= Hall baronets of Dunglass (1687) =

The Hall baronetcy, of Dunglass in the County of Haddington was created in the Baronetage of Nova Scotia on 8 October 1687 for John Hall of Dunglass, Lord Provost of Edinburgh and from 1689 Member of the Scottish Parliament for Edinburgh.

The 4th Baronet was a politician, geologist and geophysicist. The 10th Baronet was Director of the Food Section at the Ministry of Munitions during the First World War and subsequently Chief Reconstruction Officer for Scotland at the Ministry of Labour. The 14th Baronet was Governor of British Somaliland.
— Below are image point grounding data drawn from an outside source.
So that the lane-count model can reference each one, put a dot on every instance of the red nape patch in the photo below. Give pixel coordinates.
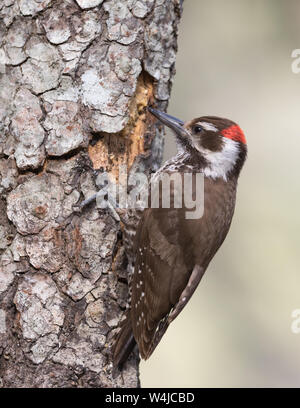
(234, 132)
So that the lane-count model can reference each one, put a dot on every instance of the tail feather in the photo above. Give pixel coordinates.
(124, 344)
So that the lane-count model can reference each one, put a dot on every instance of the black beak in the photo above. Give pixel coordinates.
(168, 120)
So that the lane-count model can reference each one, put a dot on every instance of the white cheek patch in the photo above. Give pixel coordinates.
(208, 126)
(221, 163)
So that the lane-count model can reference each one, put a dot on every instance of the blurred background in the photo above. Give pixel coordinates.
(234, 60)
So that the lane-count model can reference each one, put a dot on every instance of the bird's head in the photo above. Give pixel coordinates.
(216, 142)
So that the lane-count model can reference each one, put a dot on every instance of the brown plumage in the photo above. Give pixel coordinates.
(172, 252)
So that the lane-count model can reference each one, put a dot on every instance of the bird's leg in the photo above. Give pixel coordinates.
(115, 212)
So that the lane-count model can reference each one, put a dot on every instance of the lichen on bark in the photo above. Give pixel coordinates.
(75, 80)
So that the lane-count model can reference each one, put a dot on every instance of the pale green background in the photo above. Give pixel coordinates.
(234, 60)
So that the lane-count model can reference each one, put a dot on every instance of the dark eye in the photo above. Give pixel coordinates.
(198, 129)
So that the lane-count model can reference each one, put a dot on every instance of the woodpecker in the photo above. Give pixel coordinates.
(171, 252)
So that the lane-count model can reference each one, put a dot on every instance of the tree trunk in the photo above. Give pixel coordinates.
(75, 78)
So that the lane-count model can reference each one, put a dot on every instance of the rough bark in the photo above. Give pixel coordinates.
(75, 78)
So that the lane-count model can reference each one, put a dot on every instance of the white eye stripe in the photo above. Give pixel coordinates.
(208, 126)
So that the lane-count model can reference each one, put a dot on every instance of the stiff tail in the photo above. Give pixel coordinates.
(124, 344)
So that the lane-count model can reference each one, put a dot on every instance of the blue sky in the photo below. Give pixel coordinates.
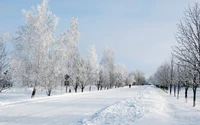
(141, 32)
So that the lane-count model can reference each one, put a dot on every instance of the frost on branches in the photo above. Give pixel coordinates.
(33, 47)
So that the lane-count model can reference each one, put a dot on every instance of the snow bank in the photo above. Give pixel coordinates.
(124, 112)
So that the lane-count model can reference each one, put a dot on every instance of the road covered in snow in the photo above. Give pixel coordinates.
(140, 105)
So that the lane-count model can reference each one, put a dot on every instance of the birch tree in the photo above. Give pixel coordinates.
(107, 62)
(93, 67)
(33, 44)
(188, 38)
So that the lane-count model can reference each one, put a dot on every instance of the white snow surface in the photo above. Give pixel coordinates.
(139, 105)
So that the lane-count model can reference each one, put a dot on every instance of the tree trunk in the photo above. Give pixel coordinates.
(33, 92)
(66, 88)
(101, 87)
(174, 90)
(90, 88)
(48, 92)
(170, 87)
(186, 89)
(178, 91)
(194, 95)
(76, 87)
(82, 89)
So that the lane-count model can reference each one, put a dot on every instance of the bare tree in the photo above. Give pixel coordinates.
(139, 77)
(171, 73)
(5, 79)
(188, 38)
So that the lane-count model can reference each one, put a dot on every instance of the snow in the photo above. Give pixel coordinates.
(139, 105)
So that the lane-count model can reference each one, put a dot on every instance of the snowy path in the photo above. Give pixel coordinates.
(140, 105)
(64, 109)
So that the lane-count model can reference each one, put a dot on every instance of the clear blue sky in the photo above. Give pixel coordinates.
(140, 31)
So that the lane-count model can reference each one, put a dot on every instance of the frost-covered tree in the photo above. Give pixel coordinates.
(108, 63)
(139, 77)
(73, 55)
(120, 75)
(188, 39)
(5, 78)
(104, 78)
(83, 73)
(33, 44)
(131, 78)
(93, 67)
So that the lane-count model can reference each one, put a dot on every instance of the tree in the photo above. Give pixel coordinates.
(104, 78)
(120, 75)
(171, 73)
(93, 67)
(108, 63)
(83, 72)
(5, 79)
(33, 45)
(139, 77)
(73, 54)
(131, 78)
(188, 38)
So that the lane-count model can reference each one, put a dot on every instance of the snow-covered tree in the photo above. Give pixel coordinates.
(120, 75)
(188, 39)
(93, 67)
(104, 78)
(139, 77)
(83, 72)
(73, 54)
(5, 78)
(131, 78)
(108, 62)
(33, 44)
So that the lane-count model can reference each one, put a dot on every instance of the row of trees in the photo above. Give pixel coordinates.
(39, 60)
(184, 66)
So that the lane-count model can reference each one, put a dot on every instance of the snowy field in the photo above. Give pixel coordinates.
(140, 105)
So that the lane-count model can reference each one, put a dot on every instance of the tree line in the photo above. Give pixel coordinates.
(39, 60)
(183, 69)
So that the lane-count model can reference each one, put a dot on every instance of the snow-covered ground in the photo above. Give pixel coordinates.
(140, 105)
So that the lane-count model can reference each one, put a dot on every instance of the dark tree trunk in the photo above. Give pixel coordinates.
(194, 95)
(98, 87)
(66, 88)
(174, 90)
(178, 91)
(90, 88)
(101, 87)
(186, 89)
(76, 87)
(82, 89)
(170, 87)
(48, 92)
(33, 92)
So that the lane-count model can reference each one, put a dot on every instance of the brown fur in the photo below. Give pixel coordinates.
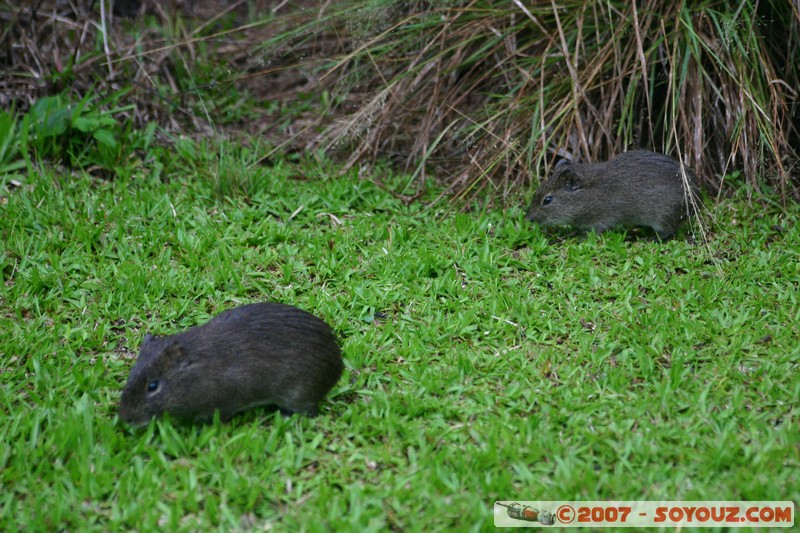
(636, 188)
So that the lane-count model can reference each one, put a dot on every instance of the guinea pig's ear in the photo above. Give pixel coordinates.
(173, 354)
(572, 181)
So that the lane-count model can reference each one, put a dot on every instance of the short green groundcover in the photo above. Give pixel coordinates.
(486, 360)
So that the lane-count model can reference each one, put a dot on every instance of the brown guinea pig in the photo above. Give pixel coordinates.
(636, 188)
(257, 354)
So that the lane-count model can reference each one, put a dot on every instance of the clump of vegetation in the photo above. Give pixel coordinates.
(482, 92)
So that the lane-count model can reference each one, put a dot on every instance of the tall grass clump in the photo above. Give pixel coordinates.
(484, 93)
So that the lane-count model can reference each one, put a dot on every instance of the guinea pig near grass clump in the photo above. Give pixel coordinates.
(257, 354)
(636, 188)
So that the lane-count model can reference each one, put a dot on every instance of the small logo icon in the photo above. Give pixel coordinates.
(527, 513)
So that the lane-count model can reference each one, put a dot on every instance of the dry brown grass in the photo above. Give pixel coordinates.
(486, 94)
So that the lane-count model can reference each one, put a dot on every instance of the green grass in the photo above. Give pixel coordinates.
(485, 359)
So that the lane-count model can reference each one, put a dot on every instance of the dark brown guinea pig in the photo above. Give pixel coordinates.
(257, 354)
(636, 188)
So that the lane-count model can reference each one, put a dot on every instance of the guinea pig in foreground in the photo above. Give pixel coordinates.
(257, 354)
(636, 188)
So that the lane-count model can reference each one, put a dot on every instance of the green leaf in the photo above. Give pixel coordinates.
(105, 137)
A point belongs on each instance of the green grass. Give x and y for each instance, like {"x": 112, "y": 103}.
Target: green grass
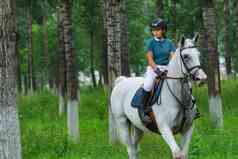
{"x": 44, "y": 134}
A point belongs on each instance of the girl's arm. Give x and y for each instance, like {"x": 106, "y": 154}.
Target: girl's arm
{"x": 150, "y": 60}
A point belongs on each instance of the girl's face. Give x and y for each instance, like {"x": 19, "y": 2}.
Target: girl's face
{"x": 158, "y": 33}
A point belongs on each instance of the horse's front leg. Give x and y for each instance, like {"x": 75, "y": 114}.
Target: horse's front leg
{"x": 167, "y": 135}
{"x": 185, "y": 141}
==Hall baronets, of Dunglass (1687) ==
- Sir John Hall, 1st Baronet (died 1695), twice Lord Provost of Edinburgh
- Sir James Hall, 2nd Baronet (died 1742). Hall married (as his 2nd wife) Margaret Pringle, daughter of Sir John Pringle, 2nd Bart of Stichill. They had issue.
- Sir John Hall, 3rd Baronet (died 1776)
- Sir James Hall, 4th Baronet (1761–1832)
- Sir John Hall, 5th Baronet FRS (1787–1860)
- Sir James Hall, 6th Baronet (1824–1876)
- Sir Basil Francis Hall, 7th Baronet (1832–1909)
- Sir Henry John Hall, 8th Baronet (1835–1913)
- Sir John Richard Hall, 9th Baronet (1865–1928)
- Sir Martin Julian Hall, 10th Baronet (1874–1958)
- Sir Julian Henry Hall, 11th Baronet (1907–1974)
- Sir Lionel Reid Hall, 12th Baronet (1898–1975)
- Sir Neville Reynolds Hall, 13th Baronet (1900–1978)
- Sir Douglas Basil Hall, 14th Baronet (1909–2004)
- Sir John Douglas Hoste Hall, 15th Baronet (1945–2025)
- Sir Thomas James Hall, 16th Baronet (born 1975)

The heir presumptive is the present holder's younger brother Bernard Neville Hall (born 1979).